Mas, reportando-nos à segunda pergunta lançada no começo desse texto, como a Gestalt-terapia, através de seus representantes na academia, pode vir a contribuir para isso?

No cotidiano das supervisões no SPA consideramos alguns aspectos como sendo particularmente relevantes para a legitimação da Gestalt-terapia enquanto um saber e fazer que se impõe pela característica de contra-cultura. Por este termo não pretendemos dar a entender que estamos dispostos a desconstruir outros saberes e fazeres já constituídos na tradição acadêmica e marcados por cientificidade nos procedimentos. De fato, a academia é, por excelência, o lugar onde lidamos com a onda de racionalismo e tecnicismo que assola as práticas psicológicas. Nós, Gestalt-terapeutas, somos com frequência interpelados por colegas e estudantes com indagações (mais ou menos sutis) sobre a suposta falta de consistência teórica de nossa abordagem, cuja marca ainda está associada a um vistoso conjunto de técnicas capazes de mobilizar grupos em “happenings” terapêuticos de feição sedutora e validade duvidosa. Devido ao grande crescimento da Gestalt-terapia no Brasil, esta já é conhecida como psicoterapia de maior duração, mas talvez ainda de menor profundidade, por estar equivocadamente ligada ao mal compreendido conceito de “aqui-e-agora”. Fica evidente, portanto, que temos a tarefa de estabelecer uma interlocução com os representantes das demais abordagens psicoterápicas na academia com base na consistência filosófica, teórica e prática da Gestalt-terapia de modo a estabelecer uma justa visibilidade à abordagem no território da universidade. E o SPA configura-se como o local onde exerceremos nossa tarefa. 

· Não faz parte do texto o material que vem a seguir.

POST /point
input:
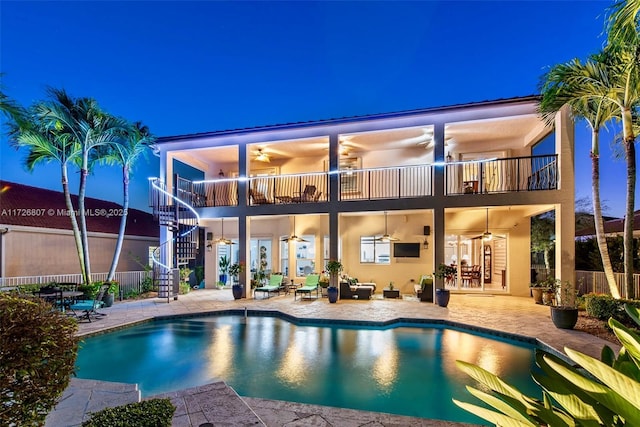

Vamos então lançar um olhar ao estágio - tempo que marca a inevitável passagem do aluno a condição de estagiário, ressaltando seu comprometimento com o futuro desempenho da atividade profissional. Momento de o estudante alinhavar o “lá-e-então” das disciplinas da graduação, da história de vida, dos projetos pessoais e dos profissionais, com o “aqui-e-agora” do que sabe, do que não sabe, do que sabe que quer, do que sabe que pode e do que sabe que não pode... É quando aquele que esteve passivo e destituído de subjetividade ao longo de vários semestres emerge a partir da experiência com seus conflitos. As gestalten em aberto vêm à tona devido às provocações que o predomínio das incertezas sobre as certezas promove no sujeito. É tempo de dar vez ao desconhecido que se pensa conhecido, que se pensa ameaçador, que se pensa ilusão e desilusão, que se sonha, que se deseja, que se evita, e que se fantasia. Momento de descrença e de aposta; de renovar os investimentos, de reinventar a própria experiência de existir.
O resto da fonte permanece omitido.